The tail rotor gearbox normally attaches to the tail boom with a u-shaped bracket in the front of the gearbox and two mounting pads in the rear. The forward attach bracket was torn and the right portion was missing. The tail boom aft of and below the forward right attach point was deformed inward and was severely gouged. The right and left nut plates for the tail rotor gearbox aft attachment bolts were fractured from the inside of the tail boom. The aft left attachment bolt for the tail rotor gearbox was fractured, and a piece of the bolt shank was retained in the left nut plate. The entire aft right attachment bolt was missing.

The areas of the tail boom around the tail rotor gearbox aft attachment bolt holes were damaged. Paint was missing from the areas, and the underlying metal contained numerous overlapping impact marks. The metal deformation and missing paint around the right aft attachment bolt hole was more severe than around the left hole. Inside the holes, spiral impressions were observed corresponding to contact with the attachment bolt threads. The left bracket of two brackets located aft of the tail rotor gearbox aft attachment holes was bent to the left.

Each nut plate was fractured where its outboard attachment tab intersected the barrel of the nut plate. The fractured tab piece from the right nut plate remained attached to the tail boom rib flange. The fractured tab piece from the left nut plate was missing.

The right nut plate was cleaned with soapy water, removing a black greasy substance from the threads. Most of the fracture surface had relatively flat fracture features with curving arrest lines, features consistent with fatigue. The fatigue features emanated from origin areas at the surface in the corner between the inner (non-contact) surface of the tab and the surface of the barrel.

Thread damage was observed on the right nut plate. The outermost thread was deformed outward (relative to the tail boom centerline) around approximately 90 degrees of the circumference.

The location and plane of the fracture in the left nut plate was similar to that of the right nut plate. Most of the fracture surface was smooth and shiny, consistent with post-fracture damage. However, an area of the surface near the edge of the fracture was relatively undamaged, and in this area, flat fracture features with crack arrest lines were observed, consistent with fatigue.
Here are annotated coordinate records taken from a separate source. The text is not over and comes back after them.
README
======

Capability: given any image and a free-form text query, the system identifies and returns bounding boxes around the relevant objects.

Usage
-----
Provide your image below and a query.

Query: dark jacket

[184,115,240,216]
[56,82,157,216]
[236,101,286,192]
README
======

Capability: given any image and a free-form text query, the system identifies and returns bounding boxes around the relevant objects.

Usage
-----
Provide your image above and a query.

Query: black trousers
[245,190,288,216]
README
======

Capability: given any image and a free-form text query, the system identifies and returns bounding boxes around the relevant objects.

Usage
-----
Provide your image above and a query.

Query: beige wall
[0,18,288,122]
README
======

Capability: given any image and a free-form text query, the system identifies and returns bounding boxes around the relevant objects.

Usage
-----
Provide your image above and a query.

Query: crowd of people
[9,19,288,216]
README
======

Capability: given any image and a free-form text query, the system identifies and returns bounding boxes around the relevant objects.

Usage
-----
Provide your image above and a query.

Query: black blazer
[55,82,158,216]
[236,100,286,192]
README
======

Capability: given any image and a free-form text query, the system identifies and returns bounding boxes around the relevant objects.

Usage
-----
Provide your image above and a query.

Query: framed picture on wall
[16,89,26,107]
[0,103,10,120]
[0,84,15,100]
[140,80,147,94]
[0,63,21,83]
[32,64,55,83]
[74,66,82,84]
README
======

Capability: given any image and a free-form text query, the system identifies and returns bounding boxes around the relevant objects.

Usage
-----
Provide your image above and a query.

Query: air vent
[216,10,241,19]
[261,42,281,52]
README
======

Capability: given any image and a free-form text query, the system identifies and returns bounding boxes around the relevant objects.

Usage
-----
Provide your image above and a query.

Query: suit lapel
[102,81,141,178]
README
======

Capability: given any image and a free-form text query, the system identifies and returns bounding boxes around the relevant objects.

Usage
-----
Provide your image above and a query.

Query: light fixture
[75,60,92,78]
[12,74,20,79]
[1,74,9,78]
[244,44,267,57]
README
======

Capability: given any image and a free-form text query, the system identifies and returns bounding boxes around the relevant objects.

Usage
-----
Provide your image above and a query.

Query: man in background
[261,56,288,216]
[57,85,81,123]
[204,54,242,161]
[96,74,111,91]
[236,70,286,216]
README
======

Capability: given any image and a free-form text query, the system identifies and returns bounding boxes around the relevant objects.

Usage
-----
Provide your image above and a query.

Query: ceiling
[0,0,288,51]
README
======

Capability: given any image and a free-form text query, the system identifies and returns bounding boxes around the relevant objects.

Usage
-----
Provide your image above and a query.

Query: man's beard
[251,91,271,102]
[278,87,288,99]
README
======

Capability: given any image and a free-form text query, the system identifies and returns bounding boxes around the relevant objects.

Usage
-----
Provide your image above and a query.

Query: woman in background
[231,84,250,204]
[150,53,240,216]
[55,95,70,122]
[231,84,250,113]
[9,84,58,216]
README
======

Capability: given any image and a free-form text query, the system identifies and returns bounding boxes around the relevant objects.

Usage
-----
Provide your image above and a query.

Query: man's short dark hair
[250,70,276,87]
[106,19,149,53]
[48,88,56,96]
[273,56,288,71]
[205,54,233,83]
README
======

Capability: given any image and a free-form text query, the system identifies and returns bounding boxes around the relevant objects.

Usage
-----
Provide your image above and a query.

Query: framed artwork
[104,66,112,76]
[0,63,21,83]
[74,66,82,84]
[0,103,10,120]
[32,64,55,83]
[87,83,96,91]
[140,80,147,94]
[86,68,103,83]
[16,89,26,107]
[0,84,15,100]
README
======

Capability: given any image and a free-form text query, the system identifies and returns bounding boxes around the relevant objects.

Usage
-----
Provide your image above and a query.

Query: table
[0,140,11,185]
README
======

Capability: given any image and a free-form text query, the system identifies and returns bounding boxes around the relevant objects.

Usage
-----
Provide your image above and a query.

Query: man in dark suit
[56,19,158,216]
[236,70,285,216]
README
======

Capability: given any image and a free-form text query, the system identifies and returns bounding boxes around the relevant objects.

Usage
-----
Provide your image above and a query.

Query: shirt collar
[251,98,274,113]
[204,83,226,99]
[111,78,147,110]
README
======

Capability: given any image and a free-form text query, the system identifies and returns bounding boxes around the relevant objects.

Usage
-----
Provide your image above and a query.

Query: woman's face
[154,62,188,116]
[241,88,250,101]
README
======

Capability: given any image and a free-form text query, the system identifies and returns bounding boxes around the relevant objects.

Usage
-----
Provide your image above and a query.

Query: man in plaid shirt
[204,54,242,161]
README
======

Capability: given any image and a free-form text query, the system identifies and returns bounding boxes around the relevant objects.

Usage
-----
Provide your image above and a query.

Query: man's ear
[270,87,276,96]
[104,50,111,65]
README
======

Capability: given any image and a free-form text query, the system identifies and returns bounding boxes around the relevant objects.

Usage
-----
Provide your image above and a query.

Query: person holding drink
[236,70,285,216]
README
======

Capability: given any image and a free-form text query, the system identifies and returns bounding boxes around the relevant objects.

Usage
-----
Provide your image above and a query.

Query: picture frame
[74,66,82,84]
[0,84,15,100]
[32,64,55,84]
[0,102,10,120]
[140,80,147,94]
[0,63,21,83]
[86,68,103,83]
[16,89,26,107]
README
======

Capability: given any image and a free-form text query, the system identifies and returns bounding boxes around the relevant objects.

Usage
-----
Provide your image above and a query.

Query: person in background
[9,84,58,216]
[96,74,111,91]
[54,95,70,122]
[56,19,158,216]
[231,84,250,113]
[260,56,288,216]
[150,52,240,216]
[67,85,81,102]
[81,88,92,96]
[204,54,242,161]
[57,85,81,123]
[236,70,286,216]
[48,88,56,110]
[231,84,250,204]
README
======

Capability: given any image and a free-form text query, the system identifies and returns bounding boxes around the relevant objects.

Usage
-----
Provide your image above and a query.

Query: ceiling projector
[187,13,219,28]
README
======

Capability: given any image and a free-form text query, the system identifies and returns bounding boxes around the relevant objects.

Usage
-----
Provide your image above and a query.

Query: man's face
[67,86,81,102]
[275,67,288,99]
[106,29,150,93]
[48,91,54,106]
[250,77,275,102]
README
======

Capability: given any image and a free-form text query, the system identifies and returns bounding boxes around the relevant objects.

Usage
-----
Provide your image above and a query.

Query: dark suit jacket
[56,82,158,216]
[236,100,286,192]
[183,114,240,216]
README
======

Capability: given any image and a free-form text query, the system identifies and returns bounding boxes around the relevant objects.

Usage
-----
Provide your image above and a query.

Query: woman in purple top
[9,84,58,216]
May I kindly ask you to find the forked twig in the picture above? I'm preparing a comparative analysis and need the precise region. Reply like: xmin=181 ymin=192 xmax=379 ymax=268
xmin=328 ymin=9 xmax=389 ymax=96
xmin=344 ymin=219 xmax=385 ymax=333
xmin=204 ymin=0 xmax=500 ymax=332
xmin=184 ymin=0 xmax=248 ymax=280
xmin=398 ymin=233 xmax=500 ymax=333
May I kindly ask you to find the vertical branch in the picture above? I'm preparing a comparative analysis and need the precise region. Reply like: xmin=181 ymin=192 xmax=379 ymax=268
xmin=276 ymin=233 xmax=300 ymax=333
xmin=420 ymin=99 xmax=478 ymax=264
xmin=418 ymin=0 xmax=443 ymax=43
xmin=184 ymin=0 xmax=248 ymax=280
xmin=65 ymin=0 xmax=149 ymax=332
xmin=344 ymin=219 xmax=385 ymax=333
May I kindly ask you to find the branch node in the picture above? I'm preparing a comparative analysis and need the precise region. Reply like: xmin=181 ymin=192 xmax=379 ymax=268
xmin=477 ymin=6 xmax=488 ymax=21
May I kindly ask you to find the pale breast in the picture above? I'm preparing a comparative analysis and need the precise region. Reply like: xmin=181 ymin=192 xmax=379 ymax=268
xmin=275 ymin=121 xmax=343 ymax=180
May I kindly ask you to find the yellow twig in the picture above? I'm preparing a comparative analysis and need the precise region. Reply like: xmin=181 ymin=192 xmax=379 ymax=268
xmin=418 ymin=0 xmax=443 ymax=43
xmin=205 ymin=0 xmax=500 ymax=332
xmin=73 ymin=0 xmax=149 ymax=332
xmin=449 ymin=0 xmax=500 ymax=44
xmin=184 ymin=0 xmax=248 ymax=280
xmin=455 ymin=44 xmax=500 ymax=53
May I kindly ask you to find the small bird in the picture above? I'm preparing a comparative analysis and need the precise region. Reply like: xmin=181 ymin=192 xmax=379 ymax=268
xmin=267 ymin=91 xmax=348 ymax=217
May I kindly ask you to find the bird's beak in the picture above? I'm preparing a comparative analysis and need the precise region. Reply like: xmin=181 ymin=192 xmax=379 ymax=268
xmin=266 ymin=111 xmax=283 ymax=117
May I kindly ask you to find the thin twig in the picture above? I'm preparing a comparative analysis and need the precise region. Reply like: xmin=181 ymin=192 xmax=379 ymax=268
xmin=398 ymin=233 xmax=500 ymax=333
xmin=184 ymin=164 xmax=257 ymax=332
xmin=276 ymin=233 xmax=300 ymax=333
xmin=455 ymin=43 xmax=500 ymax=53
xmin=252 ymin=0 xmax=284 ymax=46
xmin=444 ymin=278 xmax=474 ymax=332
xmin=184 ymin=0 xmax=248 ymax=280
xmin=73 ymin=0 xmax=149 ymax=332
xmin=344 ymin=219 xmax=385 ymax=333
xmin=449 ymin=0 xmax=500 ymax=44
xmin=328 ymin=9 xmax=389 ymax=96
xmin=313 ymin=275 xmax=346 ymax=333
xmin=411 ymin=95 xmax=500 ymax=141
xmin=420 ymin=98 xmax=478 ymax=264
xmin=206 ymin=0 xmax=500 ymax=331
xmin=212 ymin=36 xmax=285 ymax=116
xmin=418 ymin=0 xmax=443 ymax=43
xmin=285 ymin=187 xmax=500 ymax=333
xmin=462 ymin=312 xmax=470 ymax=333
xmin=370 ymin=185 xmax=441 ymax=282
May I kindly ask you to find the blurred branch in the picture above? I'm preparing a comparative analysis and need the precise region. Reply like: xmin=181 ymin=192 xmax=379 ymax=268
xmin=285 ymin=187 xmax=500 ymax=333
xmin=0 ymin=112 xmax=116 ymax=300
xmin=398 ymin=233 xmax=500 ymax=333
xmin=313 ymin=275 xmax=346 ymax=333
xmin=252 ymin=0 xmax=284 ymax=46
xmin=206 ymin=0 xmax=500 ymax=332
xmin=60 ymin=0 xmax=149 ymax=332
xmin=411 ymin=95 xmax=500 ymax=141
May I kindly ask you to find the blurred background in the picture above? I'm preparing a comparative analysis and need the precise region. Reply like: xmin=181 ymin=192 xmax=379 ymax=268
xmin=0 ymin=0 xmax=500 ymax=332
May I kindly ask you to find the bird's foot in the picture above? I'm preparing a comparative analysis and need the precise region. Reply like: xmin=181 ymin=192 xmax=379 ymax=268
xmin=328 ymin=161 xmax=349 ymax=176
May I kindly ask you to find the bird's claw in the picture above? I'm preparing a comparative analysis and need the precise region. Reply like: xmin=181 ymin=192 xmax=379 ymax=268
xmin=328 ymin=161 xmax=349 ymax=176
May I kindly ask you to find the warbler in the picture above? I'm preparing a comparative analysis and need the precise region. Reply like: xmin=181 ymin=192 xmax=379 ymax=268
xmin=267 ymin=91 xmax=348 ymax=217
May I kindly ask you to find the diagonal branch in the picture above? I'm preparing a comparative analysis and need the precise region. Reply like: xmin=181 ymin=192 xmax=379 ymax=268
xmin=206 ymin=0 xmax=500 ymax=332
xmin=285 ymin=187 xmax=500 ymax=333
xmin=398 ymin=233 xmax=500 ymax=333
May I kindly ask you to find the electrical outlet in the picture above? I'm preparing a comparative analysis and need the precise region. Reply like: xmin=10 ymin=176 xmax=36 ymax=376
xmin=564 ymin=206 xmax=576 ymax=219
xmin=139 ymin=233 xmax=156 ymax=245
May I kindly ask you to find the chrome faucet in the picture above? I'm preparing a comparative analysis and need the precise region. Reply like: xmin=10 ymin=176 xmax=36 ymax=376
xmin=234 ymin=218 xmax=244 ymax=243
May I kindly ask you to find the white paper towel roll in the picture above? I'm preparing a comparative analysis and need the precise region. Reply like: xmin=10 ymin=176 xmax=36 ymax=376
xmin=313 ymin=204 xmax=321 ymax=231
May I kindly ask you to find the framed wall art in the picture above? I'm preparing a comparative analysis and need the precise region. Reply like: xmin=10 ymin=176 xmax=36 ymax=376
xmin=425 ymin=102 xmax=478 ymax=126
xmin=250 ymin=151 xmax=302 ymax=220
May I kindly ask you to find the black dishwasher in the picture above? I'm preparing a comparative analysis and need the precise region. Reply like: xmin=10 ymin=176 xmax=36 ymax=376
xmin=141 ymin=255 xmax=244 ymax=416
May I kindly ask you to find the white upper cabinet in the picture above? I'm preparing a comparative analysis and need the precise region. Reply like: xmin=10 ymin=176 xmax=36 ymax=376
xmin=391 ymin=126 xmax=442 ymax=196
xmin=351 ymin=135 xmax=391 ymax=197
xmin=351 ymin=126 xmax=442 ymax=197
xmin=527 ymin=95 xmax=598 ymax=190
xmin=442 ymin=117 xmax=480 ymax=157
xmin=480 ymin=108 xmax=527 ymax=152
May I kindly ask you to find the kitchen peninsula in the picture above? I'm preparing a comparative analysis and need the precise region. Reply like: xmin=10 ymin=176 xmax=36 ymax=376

Relatively rough fracture features with curving arrest lines were observed on the fracture surface on the right aft attachment bolt, consistent with fatigue under relatively high stresses. The fatigue features were present around the circumference emanating inward from the surface of a thread root.


At the time of this report's writing, the tail rotor components have not been recovered.

NTSB Probable Cause

the in-flight separation of the tail rotor system as a result of a loss of clamp force and fatigue fracturing of the attachment nut plates. The cause of the loss of clamp force was likely due to an inadvertent tail rotor blade strike during the previous landing, which resulted in an imbalance and a high frequency vibration that both induced fatigue in the nut plates and caused one bolt to back out. The pilot's unfamiliarity with the landing area and his poor decision to land with the tail boom facing upstream were factors.

© 2009-2020 Lee C. Baker / Crosswind Software, LLC. For informational purposes only.